MP20-10 TEMPORAL TRENDS IN PROSTATE BIOPSY CRITERIA AND OUTCOMES FROM 2012-PRESENT

Abstract

INTRODUCTION AND OBJECTIVE: In 2012, the United States Preventive Services Task Force (USPSTF) issued guidelines discouraging screening for prostate cancer using prostate specific antigen (PSA). We evaluated trends in our biopsy practices during this time period, with the hypothesis that criteria for biopsy became increasingly stringent, and there was a shift in diagnosis from low risk to higher risk disease. METHODS: We queried our institution’s electronic medical record for transrectal ultrasound-guided prostate biopsies (CPT code 55700) from 2012-2017. Patient and biopsy parameters (age, PSA, standard vs. MRI fusion biopsy, Grade Group [GG]), were recorded.
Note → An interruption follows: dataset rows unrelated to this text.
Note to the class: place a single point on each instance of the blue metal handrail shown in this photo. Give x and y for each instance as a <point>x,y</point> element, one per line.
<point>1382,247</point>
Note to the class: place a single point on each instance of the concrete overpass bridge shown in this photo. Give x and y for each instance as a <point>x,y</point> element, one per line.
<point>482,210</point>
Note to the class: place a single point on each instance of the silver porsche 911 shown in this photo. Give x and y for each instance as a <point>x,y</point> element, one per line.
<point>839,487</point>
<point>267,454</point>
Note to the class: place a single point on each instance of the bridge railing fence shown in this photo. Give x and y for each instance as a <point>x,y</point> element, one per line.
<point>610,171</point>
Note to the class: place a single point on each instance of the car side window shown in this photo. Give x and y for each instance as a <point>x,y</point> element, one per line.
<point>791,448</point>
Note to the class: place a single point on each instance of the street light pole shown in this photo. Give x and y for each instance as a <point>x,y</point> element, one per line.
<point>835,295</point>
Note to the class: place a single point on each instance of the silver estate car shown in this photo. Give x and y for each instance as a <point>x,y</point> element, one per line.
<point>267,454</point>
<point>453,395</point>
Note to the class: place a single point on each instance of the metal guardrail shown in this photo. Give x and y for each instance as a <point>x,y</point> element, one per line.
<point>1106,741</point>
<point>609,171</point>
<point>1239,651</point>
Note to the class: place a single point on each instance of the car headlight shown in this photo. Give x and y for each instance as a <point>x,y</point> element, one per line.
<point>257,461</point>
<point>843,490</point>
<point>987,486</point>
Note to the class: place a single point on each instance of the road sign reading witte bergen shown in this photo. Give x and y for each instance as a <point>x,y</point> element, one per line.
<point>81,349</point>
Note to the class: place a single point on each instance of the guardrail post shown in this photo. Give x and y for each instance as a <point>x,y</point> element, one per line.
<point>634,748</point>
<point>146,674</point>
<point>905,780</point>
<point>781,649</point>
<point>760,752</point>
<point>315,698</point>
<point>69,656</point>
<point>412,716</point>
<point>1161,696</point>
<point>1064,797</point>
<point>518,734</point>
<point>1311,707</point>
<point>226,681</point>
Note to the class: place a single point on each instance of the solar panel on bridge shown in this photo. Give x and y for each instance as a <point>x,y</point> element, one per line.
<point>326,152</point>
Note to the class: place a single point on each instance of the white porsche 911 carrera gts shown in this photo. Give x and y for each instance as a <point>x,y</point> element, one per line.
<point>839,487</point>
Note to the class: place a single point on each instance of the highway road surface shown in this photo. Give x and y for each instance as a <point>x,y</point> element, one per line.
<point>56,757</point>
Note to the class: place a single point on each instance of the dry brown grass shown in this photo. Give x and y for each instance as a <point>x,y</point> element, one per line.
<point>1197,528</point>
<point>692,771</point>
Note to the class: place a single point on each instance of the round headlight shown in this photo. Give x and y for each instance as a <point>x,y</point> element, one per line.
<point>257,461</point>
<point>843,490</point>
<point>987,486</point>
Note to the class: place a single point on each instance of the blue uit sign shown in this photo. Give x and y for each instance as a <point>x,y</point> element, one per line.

Biopsies for PSA >50 ng/mL or those done for surveillance were excluded. Chi-square correlation assessed differences between % clinically significant prostate cancer (csPCa, defined as GG ≥ 2) and %GG1 diagnosis between 2012 and 2017. Multivariate logistic regression assessed predictors of csPCa as well as clinically insignificant prostate cancer (GG1). RESULTS: A total of 1,031 prostate biopsies were reviewed, and 927 were retained as initial diagnostic biopsies. Overall, PSA increased 0.35 ng/mL/year. The %csPCa increased from 20% in 2012 to 43% in 2017 (p < 0.001) while the %GG1 decreased from 23% to 11% (p = 0.004). On multivariable logistic regression, year was a significant independent predictor of csPCa (OR 1.13, p = 0.016). Year was also an independent predictor of GG1 disease with a 14% decreased odds of GG1 diagnosis with each additional year (OR 0.86, p=0.013). CONCLUSIONS: In the post-2012 era, there has been migration in prostate biopsy outcomes from low risk to higher risk disease. Rising PSA for biopsied patients during this time reflects more stringent criteria for biopsy. While less diagnosis of low grade disease (“overdiagnosis”) is a desirable outcome, increased detection of high grade disease is potentially worrisome. The effects of these shifts on prostate cancer mortality and advanced disease will become evident over time.Source of Funding: None.